An enjoyable, if uneventful, cross-country ski & snowshoe brought us several miles from Echo Lakes to Lake Aloha, roughly paralleling the Pacific Crest Trail. We found it useful to stay well to climber's right of the drainage leading up from Upper Echo Lake towards Haypress Meadows, then staying high on the small ridge to the left of the PCT before dropping down steep forested slopes to the lake. As we made our way up through the meadows, fine views of Mt. Ralston gave way to the stunning profiles of snowy Pyramid Peak and the Crystal Range as we neared our camp at the lakeshore, still blanketed in white. A leisurely afternoon was spent constructing our various shelters, and we gathered for a group dinner on a large, dry rock outcrop near the shore. With dusk came strong winds, and all retired early.
The next day awoke before sunrise, and the team set off just as the morning sun began to break through the treetops to light our camp. The ski/shoe across the lake was deceptively long, and we reached the base of the steep south slopes of Jacks Peak after an hour or so. Many in the group donned crampons here, and plucked up various routes on hard snow between the exposed rocks and cliffs on the face. At about 9000' we reached a broad shoulder south of the summit ridge, and elected to traverse around the right to a steep snow slope on the east face. Climbing diagonally up the slope we crested the ridge, climbing over blocks, rubble, and snow to reach the broad snowy summit. All agreed that the climbing on the ridge was enjoyable; not too loose and not too exposed, but challenging enough in the winter conditions to make it interesting. Future parties may want to consider climbing the entire ridge from the south buttress.

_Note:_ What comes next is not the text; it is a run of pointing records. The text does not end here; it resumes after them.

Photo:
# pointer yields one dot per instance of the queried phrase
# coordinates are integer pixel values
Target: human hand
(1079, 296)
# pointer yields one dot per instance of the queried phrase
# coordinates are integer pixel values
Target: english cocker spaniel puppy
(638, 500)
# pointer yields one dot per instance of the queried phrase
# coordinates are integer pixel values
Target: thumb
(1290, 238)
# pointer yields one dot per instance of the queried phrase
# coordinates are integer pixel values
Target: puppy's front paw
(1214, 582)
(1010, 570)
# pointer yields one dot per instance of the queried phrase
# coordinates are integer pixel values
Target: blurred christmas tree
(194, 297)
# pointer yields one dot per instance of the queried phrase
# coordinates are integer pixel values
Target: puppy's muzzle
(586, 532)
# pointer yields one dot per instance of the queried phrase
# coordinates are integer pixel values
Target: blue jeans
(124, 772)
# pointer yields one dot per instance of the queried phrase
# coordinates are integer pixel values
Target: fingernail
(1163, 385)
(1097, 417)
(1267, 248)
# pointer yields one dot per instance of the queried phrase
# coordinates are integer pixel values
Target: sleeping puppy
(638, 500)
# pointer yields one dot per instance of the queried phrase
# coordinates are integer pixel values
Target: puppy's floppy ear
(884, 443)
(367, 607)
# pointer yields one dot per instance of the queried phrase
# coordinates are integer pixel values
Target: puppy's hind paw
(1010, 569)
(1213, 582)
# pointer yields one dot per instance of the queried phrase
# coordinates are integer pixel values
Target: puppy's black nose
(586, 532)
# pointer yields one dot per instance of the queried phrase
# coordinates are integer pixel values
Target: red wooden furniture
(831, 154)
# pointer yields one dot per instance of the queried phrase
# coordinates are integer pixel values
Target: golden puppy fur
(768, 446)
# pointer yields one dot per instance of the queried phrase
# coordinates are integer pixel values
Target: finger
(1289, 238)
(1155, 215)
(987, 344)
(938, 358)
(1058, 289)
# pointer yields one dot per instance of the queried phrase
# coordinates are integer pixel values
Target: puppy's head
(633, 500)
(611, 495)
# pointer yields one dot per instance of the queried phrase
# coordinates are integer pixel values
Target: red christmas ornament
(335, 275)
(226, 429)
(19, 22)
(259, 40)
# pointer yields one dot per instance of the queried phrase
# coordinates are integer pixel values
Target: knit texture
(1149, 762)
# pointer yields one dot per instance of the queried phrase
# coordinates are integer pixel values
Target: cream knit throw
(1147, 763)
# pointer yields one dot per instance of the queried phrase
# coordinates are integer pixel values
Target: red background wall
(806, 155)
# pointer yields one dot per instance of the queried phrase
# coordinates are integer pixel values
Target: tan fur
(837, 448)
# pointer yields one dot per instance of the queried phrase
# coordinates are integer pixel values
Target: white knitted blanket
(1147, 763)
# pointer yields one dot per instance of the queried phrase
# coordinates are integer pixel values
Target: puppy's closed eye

As the hour was growing late, the team conceded the long traverse to Dicks until another day. The skiers were disappointed to find that the entire broad west face of the peak had complete snow coverage, whereas our chosen route on the south slope had weaved from left to right between cliff bands and rock outcrops, convincing us to ditch our skis at the base of the peak. Another reason to return. Descending, we plunged down the now softening southeast slopes into the large snow bowl east of the peak. We again traversed to rejoin our ascent route at the 9000' shoulder, now finding the snow soft enough for standing glissades on the steeper parts of the slope. Back to the lake, and the long trudge across the lake to camp. After a leisurely lunch, another long trudge brought us to the head of the Echo Lakes drainage, where the skiers found nirvana on impeccably sweet afternoon corn snow, worth the price of admission on its own. One more trudge, even longer, took us across the lakes and back to the trailhead as the sun set on another glorious weekend in the mountains.